3月の新興株<マザーズ、ジャスダック>マーケットまとめ

 3月に入り、ワクチン接種の進展による経済正常化期待&バイデン新大統領の経済対策期待で、バリュー株優位の形で株高気運が高まりました。株高とセットで債券安(米長期金利の上昇)が進み、これまで主流だった「グロース株買い/バリュー株売り」の逆流が中心軸に。月後半に入ると、FOMC(米連邦公開市場委員会)でFRB(米連邦準備制度理事会)のパウエル議長が「物価上昇は一時的」として、ゼロ金利政策を2023年まで続ける構えを再強調。それでも、米金利の上昇は止まらず、金融株や海運株などの景気敏感株人気が広がっていきました(こうした動きは、マザーズには逆風)。

「バリュー株が今は有利そうだ」という相場観を広げた理由に、3月が日本は“期末”だったことも挙げられます。配当利回りの高い株は当然バリュー株に多いため、個人投資家の中で配当を取ろうという意識が働きやすかった時期。また、毎年恒例の配当の再投資に伴う先物買いもTOPIX(東証株価指数)型が中心。そして、19日の日銀金融政策決定会合で、政策点検に伴って見直し案が公表され、「今後買い付けるETF(上場投資信託)をTOPIX型のみ」にするとも発表されました。3月後半辺りから、日本の個人投資家も銀行株や海運株、ETFでもTOPIX型を信用取引で買っている形跡が残っています。
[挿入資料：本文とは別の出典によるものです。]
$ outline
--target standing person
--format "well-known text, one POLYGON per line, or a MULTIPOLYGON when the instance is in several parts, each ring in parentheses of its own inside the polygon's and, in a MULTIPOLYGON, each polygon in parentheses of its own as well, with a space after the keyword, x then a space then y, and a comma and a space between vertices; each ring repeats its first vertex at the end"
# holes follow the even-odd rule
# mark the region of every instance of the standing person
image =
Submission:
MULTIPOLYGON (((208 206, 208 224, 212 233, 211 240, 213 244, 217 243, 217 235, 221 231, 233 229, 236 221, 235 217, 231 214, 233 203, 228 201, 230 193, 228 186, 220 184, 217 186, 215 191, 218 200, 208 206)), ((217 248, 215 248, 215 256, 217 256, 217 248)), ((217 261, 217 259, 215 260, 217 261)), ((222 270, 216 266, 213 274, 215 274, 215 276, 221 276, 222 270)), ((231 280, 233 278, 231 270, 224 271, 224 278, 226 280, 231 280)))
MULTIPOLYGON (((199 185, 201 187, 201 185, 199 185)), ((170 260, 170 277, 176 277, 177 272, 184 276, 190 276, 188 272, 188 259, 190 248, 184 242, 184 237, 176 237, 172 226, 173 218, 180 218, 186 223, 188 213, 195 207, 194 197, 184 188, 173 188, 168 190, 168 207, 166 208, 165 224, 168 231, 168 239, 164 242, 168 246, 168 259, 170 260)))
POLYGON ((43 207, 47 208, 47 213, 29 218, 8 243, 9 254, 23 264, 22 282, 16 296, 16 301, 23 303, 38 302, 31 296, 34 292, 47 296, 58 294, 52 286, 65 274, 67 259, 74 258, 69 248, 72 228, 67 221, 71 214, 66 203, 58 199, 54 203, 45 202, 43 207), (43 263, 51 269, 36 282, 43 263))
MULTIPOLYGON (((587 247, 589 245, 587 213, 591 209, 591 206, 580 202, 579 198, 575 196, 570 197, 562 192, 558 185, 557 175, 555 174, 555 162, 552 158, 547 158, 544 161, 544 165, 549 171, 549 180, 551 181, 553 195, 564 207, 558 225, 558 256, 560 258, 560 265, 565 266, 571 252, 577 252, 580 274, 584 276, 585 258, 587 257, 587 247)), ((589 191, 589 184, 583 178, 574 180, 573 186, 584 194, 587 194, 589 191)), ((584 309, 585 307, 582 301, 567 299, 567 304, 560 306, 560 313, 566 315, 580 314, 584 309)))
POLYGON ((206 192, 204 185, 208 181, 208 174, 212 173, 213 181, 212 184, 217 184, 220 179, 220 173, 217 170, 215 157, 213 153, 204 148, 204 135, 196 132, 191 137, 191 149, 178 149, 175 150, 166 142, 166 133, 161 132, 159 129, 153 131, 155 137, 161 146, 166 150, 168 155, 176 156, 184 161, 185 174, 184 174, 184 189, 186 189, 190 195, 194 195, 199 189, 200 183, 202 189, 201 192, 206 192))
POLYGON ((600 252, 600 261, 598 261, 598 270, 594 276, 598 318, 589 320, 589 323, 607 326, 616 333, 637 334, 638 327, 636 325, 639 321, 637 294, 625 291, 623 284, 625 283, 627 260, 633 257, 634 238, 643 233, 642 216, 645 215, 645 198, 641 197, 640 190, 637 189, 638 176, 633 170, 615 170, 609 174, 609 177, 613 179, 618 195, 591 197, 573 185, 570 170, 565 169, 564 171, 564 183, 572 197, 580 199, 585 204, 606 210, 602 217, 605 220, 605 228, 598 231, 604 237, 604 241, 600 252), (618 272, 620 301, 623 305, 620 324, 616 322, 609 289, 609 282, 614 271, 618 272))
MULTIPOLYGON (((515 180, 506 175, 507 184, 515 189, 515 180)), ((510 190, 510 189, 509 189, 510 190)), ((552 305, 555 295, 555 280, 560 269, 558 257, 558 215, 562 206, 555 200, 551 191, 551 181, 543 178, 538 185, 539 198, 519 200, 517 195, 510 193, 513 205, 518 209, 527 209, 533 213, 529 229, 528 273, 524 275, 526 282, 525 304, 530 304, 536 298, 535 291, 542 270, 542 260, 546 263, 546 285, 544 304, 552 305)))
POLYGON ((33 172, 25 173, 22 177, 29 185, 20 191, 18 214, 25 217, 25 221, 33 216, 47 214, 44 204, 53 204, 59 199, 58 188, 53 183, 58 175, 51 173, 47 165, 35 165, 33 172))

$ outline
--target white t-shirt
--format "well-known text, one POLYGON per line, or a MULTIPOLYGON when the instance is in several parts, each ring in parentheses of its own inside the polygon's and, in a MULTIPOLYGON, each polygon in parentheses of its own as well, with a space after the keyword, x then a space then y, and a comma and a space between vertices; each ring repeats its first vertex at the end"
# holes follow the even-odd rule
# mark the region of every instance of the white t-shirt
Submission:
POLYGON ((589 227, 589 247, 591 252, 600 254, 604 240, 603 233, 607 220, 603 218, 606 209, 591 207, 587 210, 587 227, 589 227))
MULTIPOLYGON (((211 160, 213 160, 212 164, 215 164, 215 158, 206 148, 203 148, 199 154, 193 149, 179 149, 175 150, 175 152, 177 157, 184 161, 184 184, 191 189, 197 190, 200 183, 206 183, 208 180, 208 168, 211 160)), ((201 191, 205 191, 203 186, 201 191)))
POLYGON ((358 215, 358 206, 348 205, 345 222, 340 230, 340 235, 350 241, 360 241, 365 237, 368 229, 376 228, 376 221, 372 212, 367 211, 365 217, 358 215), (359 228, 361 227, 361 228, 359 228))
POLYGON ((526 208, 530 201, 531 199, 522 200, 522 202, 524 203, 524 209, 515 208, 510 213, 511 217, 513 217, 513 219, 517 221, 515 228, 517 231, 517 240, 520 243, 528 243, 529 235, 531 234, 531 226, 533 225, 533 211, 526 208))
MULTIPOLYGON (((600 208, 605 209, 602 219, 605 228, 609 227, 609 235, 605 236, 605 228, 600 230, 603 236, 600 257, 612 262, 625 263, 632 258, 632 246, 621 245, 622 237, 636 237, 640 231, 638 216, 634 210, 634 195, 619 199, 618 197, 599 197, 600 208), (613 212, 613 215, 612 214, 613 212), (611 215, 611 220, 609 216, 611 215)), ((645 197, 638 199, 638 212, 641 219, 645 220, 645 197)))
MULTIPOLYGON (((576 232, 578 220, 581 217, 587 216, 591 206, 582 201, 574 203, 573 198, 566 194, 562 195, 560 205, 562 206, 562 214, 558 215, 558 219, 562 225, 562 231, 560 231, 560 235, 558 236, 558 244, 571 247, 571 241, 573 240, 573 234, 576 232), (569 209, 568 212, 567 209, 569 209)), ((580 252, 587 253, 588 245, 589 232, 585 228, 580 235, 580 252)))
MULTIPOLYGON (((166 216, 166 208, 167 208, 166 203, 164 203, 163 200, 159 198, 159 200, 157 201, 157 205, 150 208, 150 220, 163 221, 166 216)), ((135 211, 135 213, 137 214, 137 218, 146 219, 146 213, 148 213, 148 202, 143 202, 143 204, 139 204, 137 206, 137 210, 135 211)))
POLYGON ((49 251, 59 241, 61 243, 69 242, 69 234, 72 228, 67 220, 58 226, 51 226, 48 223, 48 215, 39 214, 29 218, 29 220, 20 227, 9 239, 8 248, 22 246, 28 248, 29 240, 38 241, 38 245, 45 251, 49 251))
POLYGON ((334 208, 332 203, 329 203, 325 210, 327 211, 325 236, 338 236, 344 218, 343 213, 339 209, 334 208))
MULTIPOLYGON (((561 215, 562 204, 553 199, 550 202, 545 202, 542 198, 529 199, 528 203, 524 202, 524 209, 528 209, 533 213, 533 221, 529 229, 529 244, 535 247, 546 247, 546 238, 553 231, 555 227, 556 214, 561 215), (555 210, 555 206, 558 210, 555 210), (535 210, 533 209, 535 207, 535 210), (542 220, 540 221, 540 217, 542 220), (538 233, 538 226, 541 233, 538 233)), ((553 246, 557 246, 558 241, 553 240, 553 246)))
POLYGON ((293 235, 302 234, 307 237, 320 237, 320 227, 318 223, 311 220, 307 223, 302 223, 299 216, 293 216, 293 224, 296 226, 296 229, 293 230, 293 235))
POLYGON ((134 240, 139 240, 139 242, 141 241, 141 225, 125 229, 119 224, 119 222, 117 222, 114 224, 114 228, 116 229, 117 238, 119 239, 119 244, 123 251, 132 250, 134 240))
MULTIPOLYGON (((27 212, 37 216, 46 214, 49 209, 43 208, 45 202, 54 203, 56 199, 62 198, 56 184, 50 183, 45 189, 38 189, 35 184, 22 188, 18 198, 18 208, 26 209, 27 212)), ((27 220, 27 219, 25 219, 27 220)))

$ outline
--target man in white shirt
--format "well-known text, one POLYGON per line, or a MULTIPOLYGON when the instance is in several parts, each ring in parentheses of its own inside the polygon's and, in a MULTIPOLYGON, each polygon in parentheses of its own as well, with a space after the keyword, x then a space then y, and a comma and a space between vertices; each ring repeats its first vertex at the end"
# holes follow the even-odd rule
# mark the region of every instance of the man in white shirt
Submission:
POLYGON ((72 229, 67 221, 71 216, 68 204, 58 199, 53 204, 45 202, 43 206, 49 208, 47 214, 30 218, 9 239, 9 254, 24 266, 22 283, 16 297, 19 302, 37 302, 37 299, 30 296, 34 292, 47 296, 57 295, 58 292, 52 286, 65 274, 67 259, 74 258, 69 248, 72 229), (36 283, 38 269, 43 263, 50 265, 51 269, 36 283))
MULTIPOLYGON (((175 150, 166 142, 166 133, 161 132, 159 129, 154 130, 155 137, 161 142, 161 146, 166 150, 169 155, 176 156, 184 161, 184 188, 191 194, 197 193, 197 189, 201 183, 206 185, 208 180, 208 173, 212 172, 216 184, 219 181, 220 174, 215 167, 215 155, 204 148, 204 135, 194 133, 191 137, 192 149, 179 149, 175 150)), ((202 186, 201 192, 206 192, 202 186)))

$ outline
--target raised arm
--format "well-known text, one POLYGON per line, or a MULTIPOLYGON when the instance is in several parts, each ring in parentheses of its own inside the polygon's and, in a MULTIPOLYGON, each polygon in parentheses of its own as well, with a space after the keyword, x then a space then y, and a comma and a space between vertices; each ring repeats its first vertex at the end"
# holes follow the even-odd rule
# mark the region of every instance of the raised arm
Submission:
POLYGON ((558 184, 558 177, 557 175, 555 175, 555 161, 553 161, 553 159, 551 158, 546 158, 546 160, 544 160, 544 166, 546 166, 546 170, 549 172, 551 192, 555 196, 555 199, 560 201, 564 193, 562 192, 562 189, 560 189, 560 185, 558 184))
 個人投資家が、これまで敬遠していたバリュー株に触手を伸ばし始めたのが3月後半。ただ、物色が変化した途端、再び月末にかけてグロース株優勢、日経平均(対TOPIXで)優勢な地合いに変化したのが相場のムズカシイところで…。S&P500やNYダウが史上最高値を更新し、日経平均なども上昇。その割に、個人の評価損益率が改善しなかったのも3月相場の特色といえます。

 3月の月間騰落率は日経平均株価が+0.7%、TOPIXが+4.8%で、ともに5カ月連続上昇に。新興株市場では、日経ジャスダック平均も+3.7%と好調でしたが、東証マザーズ指数のみ▲0.9%とマイナス。バリュー株優位の地合いで、バリュー株が少ない東証マザーズの上値は重かったほか、バリュー株に個人マネーが向かった影響もマイナス。また、3月IPO(新規公開株)に短期資金が集中、この影響でIPO以外の既存マザーズ銘柄の流動性が低下したこともマイナス。さらに、初値を付けた後に大きく下落するIPOが続出したこともマイナスでした。